Demokrat Parti Genel Başkan Yardımcısı ve Parti Sözcüsü İzmir Milletvekili Haydar Altıntaş, alım fiyatlarının amacının, sadece çiftçiye zarar ettirmemek olmaması gerektiğini bildirdi.
Altıntaş, yaptığı açıklamada, çiftçiye sahip çıkmanın geleceğe sahip çıkmak anlamına geldiğini belirtti.
Winston Churchill'in, 1936 yılında Avam Kamarası’nda yaptığı konuşmada, "Bir damla petrol, bir damla kandan daha değerlidir." dediğini anımsatan Altıntaş, "Bu söz, emperyal çağın ekonomi-politik önceliklerini çarpıcı şekilde özetliyordu." ifadesini kullandı.

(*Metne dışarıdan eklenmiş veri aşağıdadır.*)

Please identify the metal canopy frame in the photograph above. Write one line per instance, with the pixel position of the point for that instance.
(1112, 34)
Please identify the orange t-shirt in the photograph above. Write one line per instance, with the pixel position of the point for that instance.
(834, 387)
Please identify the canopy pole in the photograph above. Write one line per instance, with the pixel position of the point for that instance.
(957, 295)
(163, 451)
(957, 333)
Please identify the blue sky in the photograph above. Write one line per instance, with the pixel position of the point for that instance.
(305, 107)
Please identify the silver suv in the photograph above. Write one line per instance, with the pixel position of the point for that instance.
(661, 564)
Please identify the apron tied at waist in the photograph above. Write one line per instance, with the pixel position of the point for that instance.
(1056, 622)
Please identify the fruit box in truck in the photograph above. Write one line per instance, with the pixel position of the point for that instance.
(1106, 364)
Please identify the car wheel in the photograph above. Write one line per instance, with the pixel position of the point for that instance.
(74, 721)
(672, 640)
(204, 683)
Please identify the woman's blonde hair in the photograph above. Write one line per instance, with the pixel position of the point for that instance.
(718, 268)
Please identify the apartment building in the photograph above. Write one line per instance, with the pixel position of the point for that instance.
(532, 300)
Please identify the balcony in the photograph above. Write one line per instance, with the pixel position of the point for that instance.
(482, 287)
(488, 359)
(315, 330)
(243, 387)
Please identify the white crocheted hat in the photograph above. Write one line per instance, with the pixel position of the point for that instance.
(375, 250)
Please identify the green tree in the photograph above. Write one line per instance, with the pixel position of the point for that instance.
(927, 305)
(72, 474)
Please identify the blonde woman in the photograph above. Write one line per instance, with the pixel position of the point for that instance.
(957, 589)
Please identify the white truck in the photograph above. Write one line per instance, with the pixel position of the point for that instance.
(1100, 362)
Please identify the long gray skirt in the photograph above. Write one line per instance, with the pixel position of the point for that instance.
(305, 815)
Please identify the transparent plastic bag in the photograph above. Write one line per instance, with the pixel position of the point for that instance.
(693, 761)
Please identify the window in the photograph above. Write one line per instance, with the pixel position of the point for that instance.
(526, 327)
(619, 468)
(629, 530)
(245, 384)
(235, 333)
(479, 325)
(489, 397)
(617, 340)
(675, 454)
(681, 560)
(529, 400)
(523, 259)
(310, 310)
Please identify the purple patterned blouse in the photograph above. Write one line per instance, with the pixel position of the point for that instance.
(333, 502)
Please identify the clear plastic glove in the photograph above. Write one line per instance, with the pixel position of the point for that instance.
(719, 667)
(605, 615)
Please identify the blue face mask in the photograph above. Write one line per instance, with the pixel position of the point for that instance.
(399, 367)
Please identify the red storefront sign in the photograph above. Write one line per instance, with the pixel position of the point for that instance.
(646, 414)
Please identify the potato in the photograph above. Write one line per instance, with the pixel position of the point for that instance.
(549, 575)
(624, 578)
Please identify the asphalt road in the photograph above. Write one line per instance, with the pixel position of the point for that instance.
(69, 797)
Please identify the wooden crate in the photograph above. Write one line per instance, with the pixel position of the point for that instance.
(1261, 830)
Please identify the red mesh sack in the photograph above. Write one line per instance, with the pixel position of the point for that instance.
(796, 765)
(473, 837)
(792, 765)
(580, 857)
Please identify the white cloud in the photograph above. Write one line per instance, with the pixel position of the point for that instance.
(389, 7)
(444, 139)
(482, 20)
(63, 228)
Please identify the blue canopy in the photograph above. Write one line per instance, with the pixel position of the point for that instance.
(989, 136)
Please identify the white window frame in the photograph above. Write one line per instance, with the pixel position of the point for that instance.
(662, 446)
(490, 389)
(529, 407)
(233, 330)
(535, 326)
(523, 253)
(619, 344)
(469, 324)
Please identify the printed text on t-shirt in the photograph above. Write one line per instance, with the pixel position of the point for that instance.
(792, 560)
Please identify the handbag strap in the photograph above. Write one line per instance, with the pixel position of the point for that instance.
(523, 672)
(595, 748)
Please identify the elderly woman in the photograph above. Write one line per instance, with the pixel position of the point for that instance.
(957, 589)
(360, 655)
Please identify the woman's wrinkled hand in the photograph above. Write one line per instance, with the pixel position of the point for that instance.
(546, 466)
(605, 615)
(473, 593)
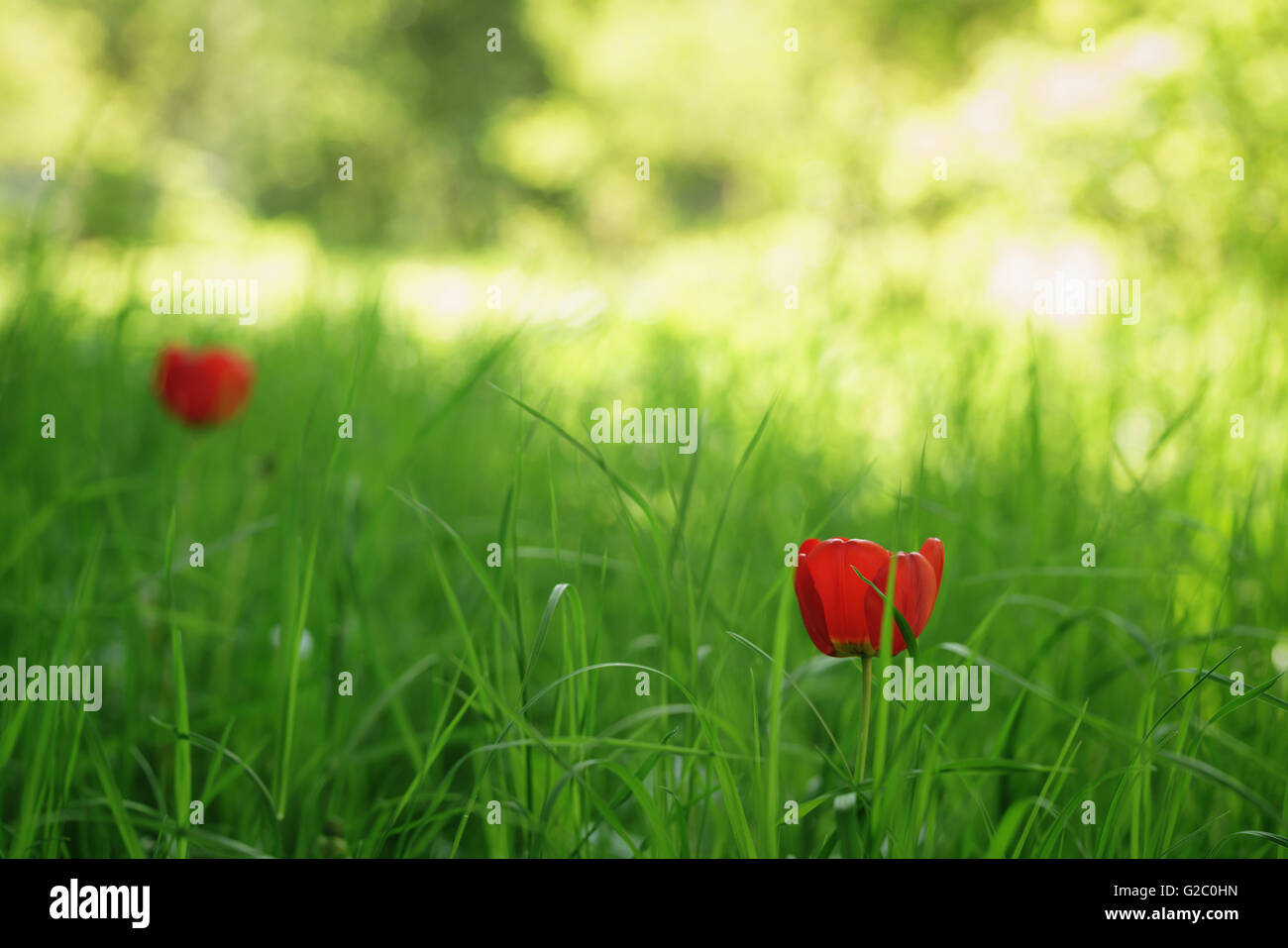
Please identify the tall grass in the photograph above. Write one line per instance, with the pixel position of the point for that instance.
(632, 679)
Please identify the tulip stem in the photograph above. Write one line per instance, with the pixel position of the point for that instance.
(866, 715)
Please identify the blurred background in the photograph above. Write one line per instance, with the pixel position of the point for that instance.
(902, 171)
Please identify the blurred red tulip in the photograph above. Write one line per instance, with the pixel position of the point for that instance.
(202, 386)
(842, 613)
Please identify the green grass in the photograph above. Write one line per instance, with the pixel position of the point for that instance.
(622, 565)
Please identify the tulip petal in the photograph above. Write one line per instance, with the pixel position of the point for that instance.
(842, 594)
(934, 552)
(914, 591)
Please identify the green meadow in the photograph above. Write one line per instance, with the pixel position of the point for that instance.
(473, 630)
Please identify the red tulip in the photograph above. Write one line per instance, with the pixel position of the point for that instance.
(842, 613)
(202, 386)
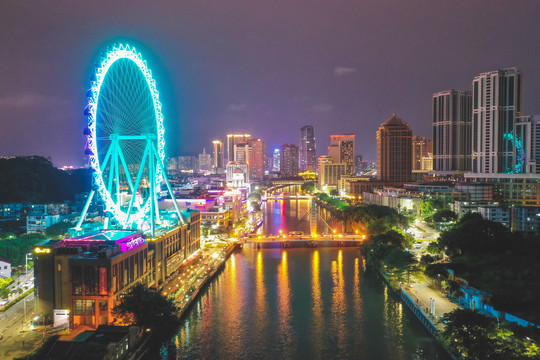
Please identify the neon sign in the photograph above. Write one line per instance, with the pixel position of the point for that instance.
(42, 251)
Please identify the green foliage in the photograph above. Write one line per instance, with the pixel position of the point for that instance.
(478, 337)
(308, 187)
(387, 251)
(149, 310)
(4, 287)
(35, 179)
(429, 206)
(14, 250)
(443, 215)
(58, 230)
(495, 260)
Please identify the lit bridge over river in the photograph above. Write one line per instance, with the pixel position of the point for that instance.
(302, 241)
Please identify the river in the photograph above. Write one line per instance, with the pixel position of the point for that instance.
(299, 304)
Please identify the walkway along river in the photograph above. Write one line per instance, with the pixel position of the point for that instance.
(299, 304)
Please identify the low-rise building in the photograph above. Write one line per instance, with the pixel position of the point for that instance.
(38, 223)
(5, 269)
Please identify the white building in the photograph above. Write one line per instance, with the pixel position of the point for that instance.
(497, 100)
(38, 223)
(452, 131)
(5, 269)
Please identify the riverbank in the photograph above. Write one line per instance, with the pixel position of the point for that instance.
(425, 312)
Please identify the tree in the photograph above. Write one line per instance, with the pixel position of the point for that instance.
(429, 206)
(150, 310)
(444, 215)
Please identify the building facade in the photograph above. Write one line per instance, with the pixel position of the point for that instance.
(219, 156)
(257, 159)
(289, 160)
(394, 151)
(452, 112)
(342, 150)
(232, 140)
(422, 148)
(497, 100)
(307, 152)
(276, 157)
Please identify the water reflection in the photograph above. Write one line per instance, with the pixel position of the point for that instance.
(318, 319)
(300, 304)
(285, 333)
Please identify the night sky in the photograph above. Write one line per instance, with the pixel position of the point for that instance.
(263, 67)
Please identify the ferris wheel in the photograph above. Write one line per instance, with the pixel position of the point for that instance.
(125, 139)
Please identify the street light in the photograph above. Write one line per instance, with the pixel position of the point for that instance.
(26, 263)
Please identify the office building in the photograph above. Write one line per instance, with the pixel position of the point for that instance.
(232, 140)
(452, 113)
(496, 100)
(276, 157)
(422, 148)
(205, 161)
(289, 160)
(527, 145)
(256, 159)
(394, 150)
(330, 172)
(307, 152)
(342, 150)
(219, 156)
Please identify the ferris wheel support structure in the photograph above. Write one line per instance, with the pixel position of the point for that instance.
(125, 141)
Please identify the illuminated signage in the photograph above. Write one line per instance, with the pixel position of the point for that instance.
(42, 251)
(138, 241)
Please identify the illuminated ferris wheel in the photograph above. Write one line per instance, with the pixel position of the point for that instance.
(125, 139)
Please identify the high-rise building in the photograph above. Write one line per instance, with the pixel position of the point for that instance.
(422, 148)
(219, 155)
(205, 161)
(307, 155)
(343, 147)
(358, 164)
(394, 151)
(257, 159)
(497, 100)
(526, 139)
(330, 172)
(452, 113)
(276, 160)
(233, 139)
(241, 152)
(289, 160)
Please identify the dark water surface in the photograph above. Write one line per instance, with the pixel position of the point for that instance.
(300, 304)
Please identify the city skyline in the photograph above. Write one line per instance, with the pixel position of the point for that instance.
(365, 64)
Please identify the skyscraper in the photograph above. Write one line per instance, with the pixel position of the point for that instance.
(422, 148)
(342, 150)
(256, 159)
(276, 160)
(527, 145)
(452, 112)
(289, 160)
(307, 155)
(394, 150)
(219, 155)
(233, 139)
(205, 161)
(497, 100)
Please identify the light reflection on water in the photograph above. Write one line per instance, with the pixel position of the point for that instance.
(300, 304)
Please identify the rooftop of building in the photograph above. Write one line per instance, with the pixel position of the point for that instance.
(395, 121)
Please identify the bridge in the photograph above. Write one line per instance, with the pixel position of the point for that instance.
(290, 186)
(302, 241)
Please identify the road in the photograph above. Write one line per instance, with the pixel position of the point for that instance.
(17, 338)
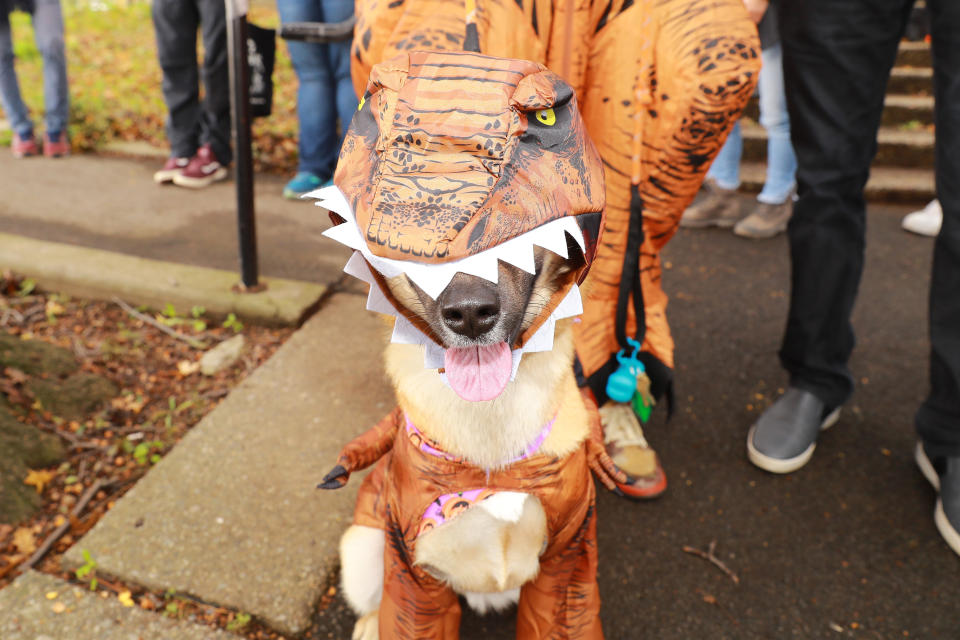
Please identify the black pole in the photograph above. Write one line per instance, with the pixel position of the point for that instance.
(242, 140)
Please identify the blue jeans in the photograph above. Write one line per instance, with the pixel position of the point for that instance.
(326, 91)
(48, 34)
(781, 161)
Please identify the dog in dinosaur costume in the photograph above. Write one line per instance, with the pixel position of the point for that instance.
(660, 83)
(473, 200)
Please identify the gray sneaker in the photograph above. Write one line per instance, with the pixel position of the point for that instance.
(784, 437)
(944, 474)
(766, 221)
(719, 207)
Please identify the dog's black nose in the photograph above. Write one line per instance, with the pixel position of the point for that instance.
(469, 308)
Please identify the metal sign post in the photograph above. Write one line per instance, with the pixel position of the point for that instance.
(242, 140)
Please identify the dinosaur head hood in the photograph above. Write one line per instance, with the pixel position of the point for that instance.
(456, 161)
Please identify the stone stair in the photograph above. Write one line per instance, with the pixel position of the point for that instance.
(903, 166)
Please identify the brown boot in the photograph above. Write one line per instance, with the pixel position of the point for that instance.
(766, 220)
(719, 207)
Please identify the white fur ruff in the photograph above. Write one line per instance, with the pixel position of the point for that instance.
(484, 602)
(361, 564)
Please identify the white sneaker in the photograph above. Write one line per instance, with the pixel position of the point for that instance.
(925, 222)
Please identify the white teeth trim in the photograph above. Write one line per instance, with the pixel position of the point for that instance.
(433, 355)
(434, 278)
(571, 305)
(542, 338)
(404, 332)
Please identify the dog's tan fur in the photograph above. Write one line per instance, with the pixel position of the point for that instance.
(483, 551)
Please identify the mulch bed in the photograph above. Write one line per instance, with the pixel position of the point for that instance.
(162, 395)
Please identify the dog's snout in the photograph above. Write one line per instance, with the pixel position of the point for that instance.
(470, 308)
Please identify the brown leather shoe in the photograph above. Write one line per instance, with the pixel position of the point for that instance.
(766, 220)
(718, 207)
(629, 450)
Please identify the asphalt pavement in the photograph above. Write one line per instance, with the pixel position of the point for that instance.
(845, 547)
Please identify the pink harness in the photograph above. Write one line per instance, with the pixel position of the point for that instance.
(450, 505)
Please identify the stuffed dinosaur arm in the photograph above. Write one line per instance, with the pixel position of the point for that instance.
(364, 450)
(600, 463)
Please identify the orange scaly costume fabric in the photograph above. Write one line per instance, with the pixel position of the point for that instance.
(451, 154)
(660, 83)
(562, 602)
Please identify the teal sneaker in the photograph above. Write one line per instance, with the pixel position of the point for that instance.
(303, 182)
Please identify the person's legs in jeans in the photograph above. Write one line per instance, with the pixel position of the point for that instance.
(215, 110)
(175, 23)
(13, 105)
(938, 420)
(725, 170)
(781, 161)
(837, 55)
(48, 32)
(315, 94)
(338, 56)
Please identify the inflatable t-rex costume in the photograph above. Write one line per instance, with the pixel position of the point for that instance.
(660, 83)
(453, 159)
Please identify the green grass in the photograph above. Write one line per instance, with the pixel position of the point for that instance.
(115, 80)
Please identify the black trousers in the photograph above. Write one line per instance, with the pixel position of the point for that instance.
(190, 122)
(837, 56)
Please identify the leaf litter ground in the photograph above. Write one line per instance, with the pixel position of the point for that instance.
(161, 395)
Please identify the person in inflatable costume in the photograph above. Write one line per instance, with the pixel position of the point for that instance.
(456, 162)
(660, 83)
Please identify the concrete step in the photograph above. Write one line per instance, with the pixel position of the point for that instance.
(896, 148)
(898, 110)
(886, 184)
(913, 54)
(40, 607)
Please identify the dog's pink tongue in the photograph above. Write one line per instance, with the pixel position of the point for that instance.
(478, 373)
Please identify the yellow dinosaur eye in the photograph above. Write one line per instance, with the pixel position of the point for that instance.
(547, 117)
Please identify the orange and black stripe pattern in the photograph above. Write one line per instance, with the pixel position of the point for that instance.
(451, 154)
(660, 83)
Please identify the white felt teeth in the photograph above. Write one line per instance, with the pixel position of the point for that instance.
(434, 278)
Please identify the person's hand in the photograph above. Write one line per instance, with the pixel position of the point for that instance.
(756, 8)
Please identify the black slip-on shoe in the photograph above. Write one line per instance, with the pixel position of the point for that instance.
(783, 439)
(944, 474)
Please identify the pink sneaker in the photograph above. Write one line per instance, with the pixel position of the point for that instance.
(24, 147)
(203, 170)
(170, 170)
(56, 148)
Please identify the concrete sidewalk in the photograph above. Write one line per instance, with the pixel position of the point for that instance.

Altıntaş, 21. yüzyılda, iklim krizinin gölgesinde, artan gıda güvensizliği ve kuraklık tehditleri altında, o sözün yeniden yazılması gerektiğine dikkati çekerek, şöyle devam etti:
"Bir damla su, bir damla süt, bir başak buğday bir damla petrolden daha değerlidir. Bugün Toprak Mahsulleri Ofisinin açıkladığı buğday için ton başına 13 bin 500 lira, arpa için 11 bin lira olan alım fiyatları, ne üretim maliyetlerini gerçek anlamda karşılamakta ne de çiftçiye geleceğe dair umut vermektedir. Üstelik TMO alım sürecinde, kalite sınıflandırmaları, rutubet oranı ve analiz farkları gibi gerekçelerle, çiftçinin eline geçen reel fiyatların açıklanan taban fiyatın dahi altında kaldığı daha önceki yıllardan bilinen acı bir gerçektir. Dolayısıyla bugün duyurulan fiyatlar, sahada karşılığı olmayan bir tablo çizmektedir."
- "BİR TON BUĞDAY BİR DAMLA UMUT ETMİYOR"
Çiftçi Kayıt Sistemine (ÇKS)' kayıtlı olmayan üreticilerin TMO’ya ürün satamadığı için tamamen özel sektörün insafına bırakıldığını vurgulayan Altıntaş, şunları kaydetti:
"Bu da üreticiler arasında büyük bir eşitsizlik doğurmakta, kayıt dışı üretimi artırmakta, köylüyü yalnızlaştırmaktadır. Ve her yıl tekrar eden bir başka problem: İthalat politikaları. Buğdayda halen devam eden ithalat, içerideki ürünün değerini düşürmekte, fiyatları baskılamakta ve çiftçinin ürününü elinde kalmasına neden olmaktadır. Bu politikanın kazananı çiftçi değil, ithalat lobileridir. Bir ton buğday, bir damla umut etmiyor. Bugün dünya piyasalarında ham petrolün varili yaklaşık 70 dolar civarındayken, bir ton buğdayın karşılığı 400-450 dolar seviyesindedir. Türkiye'de üretici, aylar süren emeğinin karşılığını halen hak ettiği gibi alamamakta, yalnızca mazot ve gübre gibi maliyetlerini çıkartabilmektedir."
Bu durumun, sadece kırsaldaki yoksulluğu derinleştirmekle kalmayacağını aynı zamanda üretimden çekilmenin ve tarımsal çöküşün de temel nedeni olacağını belirten Altıntaş, "Alım fiyatlarının amacı, sadece çiftçiye zarar ettirmemek olmamalıdır. Esas amaç, çiftçiye sürdürülebilir üretim için cesaret vermek, kırsalda yaşamı teşvik etmek ve gıda egemenliğini güvence altına almaktır. Ancak bugün açıklanan fiyatlar bu hedeflerin hiçbirine hizmet etmemektedir." ifadesini kullandı.
Tarımın stratejik bir sektör olduğuna dikkati çeken Altıntaş, bu nedenle sadece piyasa dengeleriyle değil, toplumsal gelecek, kırsal yaşam ve ulusal güvenlik göz önünde bulundurularak yönetilmesinin önemine işaret etti.
Altıntaş, çiftçinin alın teri karşılık bulmadan, güçlü bir ülke inşa edilemeyeceğini belirtti.